Performance. Make your web pages as lightweight as possible. Pages that load faster will ‘appear’ to be more responsive to requests even if you aren’t concerned about millisecond response times. Most of you will have already had this drilled into your head over and over: The goal should be fewer and smaller files, using CDNs, moving CSS and JavaScript library loading operations to the bottom of your html pages, use inline images and the list goes on and on. There are many articles on the web about improving performance. Search for ‘website performance’ to find out more. Another example, Steve Souder has an excellent website and even written books on the subject.

Caching. Consider page cache settings carefully. The subject of setting header caches, such as ETags, Expires and Last-Modified headers, is often overlooked and usually misunderstood. Cached content cuts down on the total number of HTTP requests when someone loads your web page. Static content, or content that doesn’t change much, usually has longer cache times than content that changes frequently.  Even though there are many articles on the web about caching, doing it well can be tricky. It can be very handy to hire an expert to figure out optimal configurations in a short period of time. Or in my case, I spent several months of experimenting while subjecting my blog readers to unnecessary page lag, and variety of other problems, until I finally broke down and hired an expert.

HTTP requests that block. Be aware of any HTTP operations that block the loading or use of your pages.  If you have to use a blocking HTTP request then make sure you set a timeout in the client request, such as 20 seconds and display some sort of a loading icon. A good web designer can help walk you through the UI experience. Most modern web servers have server-based timeouts that are longer than most people are willing to wait.

Auto-retry. Alternatively, consider a significantly shorter HTTP timeout setting and retry the connection several times before failing and notifying the user that the app couldn’t connect. These days a single 404 error doesn’t necessarily mean the website is down. But…very, very few websites employ this pattern. So what happens in response is most people reflexively keep hitting reload when there are any loading problems. Reloading an entire page is much more bandwidth intensive on your servers as compared to having the app simply retrying quietly and quickly in the background to load a specific item.

More efficient database polling. Long running database queries can give the impression that the connection is broken. If you have requirements to poll a server-side database for changes, consider implementing a server-based process that simply returns a JSON-based Boolean such as {changes: “false”} if there are no changes. In comparison, most server-side database requests typically run entire and potentially complex SQL queries with every internet request to tell you nothing changed.  From a server resource preservation viewpoint, it’s significantly less overhead to return a simple JSON-based Boolean and let a long-running server side process do all the heavy lifting on a regular timer cycle.
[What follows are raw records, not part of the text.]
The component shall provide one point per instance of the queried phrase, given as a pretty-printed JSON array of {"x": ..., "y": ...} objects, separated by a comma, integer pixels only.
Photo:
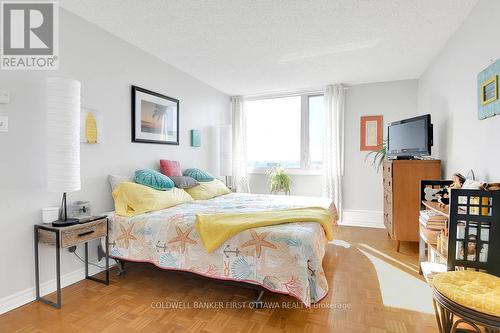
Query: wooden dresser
[{"x": 402, "y": 195}]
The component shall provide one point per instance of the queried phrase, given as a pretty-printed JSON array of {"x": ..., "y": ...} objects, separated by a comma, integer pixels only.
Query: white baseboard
[
  {"x": 28, "y": 295},
  {"x": 363, "y": 218}
]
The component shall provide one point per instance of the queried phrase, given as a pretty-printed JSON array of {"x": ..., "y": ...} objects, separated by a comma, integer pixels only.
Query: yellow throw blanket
[{"x": 215, "y": 229}]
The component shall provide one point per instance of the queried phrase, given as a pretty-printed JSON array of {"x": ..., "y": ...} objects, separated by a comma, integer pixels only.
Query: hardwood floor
[{"x": 372, "y": 289}]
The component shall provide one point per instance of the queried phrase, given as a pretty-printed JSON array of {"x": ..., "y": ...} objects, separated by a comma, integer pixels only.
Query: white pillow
[{"x": 115, "y": 180}]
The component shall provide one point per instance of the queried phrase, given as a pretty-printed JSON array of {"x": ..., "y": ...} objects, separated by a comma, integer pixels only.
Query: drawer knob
[{"x": 86, "y": 233}]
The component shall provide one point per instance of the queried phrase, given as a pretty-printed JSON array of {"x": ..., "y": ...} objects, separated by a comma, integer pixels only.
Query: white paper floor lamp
[
  {"x": 226, "y": 150},
  {"x": 63, "y": 146}
]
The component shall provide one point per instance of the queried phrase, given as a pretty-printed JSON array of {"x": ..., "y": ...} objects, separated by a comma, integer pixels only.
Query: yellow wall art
[{"x": 91, "y": 126}]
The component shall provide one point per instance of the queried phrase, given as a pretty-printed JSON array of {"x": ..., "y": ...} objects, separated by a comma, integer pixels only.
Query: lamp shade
[
  {"x": 226, "y": 150},
  {"x": 63, "y": 135}
]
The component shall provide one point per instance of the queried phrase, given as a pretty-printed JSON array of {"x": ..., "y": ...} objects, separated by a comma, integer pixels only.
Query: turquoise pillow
[
  {"x": 199, "y": 175},
  {"x": 153, "y": 179}
]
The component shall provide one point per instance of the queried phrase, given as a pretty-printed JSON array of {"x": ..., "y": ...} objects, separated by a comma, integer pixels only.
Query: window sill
[{"x": 299, "y": 172}]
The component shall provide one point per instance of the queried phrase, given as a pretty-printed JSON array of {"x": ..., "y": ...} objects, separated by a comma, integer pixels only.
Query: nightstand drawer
[{"x": 76, "y": 234}]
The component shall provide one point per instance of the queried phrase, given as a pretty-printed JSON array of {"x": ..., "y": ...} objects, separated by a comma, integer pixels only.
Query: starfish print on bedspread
[
  {"x": 126, "y": 235},
  {"x": 182, "y": 237},
  {"x": 258, "y": 240}
]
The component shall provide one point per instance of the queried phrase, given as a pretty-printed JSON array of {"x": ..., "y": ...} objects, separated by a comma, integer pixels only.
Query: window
[{"x": 285, "y": 131}]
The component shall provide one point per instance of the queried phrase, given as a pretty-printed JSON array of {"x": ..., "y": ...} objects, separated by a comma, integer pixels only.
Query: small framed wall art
[
  {"x": 91, "y": 126},
  {"x": 195, "y": 138},
  {"x": 371, "y": 133},
  {"x": 155, "y": 117},
  {"x": 487, "y": 86}
]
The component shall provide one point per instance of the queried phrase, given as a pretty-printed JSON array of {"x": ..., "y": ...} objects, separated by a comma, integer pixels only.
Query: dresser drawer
[{"x": 76, "y": 234}]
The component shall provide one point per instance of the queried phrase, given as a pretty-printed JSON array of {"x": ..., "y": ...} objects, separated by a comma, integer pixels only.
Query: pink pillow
[{"x": 170, "y": 168}]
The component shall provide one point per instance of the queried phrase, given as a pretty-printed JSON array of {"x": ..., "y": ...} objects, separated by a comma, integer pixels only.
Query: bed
[{"x": 285, "y": 258}]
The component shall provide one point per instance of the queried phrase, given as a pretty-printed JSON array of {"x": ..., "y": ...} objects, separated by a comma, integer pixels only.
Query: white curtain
[
  {"x": 240, "y": 175},
  {"x": 333, "y": 154}
]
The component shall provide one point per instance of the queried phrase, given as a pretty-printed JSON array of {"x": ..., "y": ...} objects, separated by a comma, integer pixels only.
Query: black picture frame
[{"x": 150, "y": 135}]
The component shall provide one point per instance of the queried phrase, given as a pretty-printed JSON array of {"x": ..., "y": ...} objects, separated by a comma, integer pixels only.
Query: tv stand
[{"x": 402, "y": 196}]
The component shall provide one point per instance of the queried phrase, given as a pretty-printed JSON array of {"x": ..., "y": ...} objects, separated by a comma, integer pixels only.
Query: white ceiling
[{"x": 263, "y": 46}]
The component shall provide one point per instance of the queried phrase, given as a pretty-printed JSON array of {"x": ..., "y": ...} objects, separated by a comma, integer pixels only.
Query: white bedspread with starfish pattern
[{"x": 284, "y": 258}]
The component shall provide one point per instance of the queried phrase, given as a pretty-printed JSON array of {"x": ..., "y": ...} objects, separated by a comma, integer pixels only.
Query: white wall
[
  {"x": 448, "y": 88},
  {"x": 107, "y": 67},
  {"x": 362, "y": 185}
]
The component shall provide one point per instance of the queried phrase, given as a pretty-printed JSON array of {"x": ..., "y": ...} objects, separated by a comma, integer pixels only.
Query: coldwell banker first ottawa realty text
[{"x": 29, "y": 35}]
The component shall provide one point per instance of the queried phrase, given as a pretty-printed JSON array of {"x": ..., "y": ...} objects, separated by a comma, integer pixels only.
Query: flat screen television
[{"x": 410, "y": 138}]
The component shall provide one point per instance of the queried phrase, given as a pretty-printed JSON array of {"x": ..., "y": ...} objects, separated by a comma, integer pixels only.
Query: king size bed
[{"x": 284, "y": 258}]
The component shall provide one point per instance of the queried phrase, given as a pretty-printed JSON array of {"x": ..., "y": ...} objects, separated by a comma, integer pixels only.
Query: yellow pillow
[
  {"x": 208, "y": 190},
  {"x": 133, "y": 199}
]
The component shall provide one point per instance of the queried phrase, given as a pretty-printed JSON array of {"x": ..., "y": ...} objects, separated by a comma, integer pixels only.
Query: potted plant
[
  {"x": 278, "y": 180},
  {"x": 378, "y": 156}
]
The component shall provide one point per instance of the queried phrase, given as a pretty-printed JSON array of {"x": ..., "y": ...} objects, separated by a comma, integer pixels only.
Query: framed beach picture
[
  {"x": 371, "y": 133},
  {"x": 155, "y": 117}
]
Fail gracefully.  Don’t hang an entire page if your app fails to load a JavaScript library or some other content throws a 404 error, or if a database request fails. Don’t do it. I know this seems obvious, but I see it all the time when doing my daily web surfing. See my suggestions above for handling HTTP requests. Most major companies seem to be guilty of this for activities such as viewing billing pages.  Let the end user know through some sort of a pop-up that a connection has failed or timed out. Native mobile applications have built in mechanisms for doing this, and granted they can auto-detect when the Internet connection goes down, but I still believe regular web apps should mimic the behavior when possible.

ApplicationCache. Consider storing some pages and resources for when a connection goes down by using the HTML5 ApplicationCache interface. This lets you go beyond the typical caching mechanisms using patterns that can be easier to understand and control as compared to the somewhat black box and variable nature of header settings.

Feedback. The ability to email web administrators directly has lost favor over the last five years or so. I suggest bringing this back in a big way, along with clearly posted links. Sometimes the best way to know something is down or slow is to hear it directly and immediately from a customer. Yeh sure, you’ll get some spam email but if it means keeping customers happy then there are both automated and manual ways to deal with it that work. I can speak personally on this topic as my blog has received over 40,000 spam attempts of which I’ve personally deleted over 3,000, and I’m just a team of one. Some techy sites do provide a “Performance” section of their forums, which is fine as long as employees are actually monitoring it (often). The problem with forums is notification of new posts…and, of course, is usually done via email.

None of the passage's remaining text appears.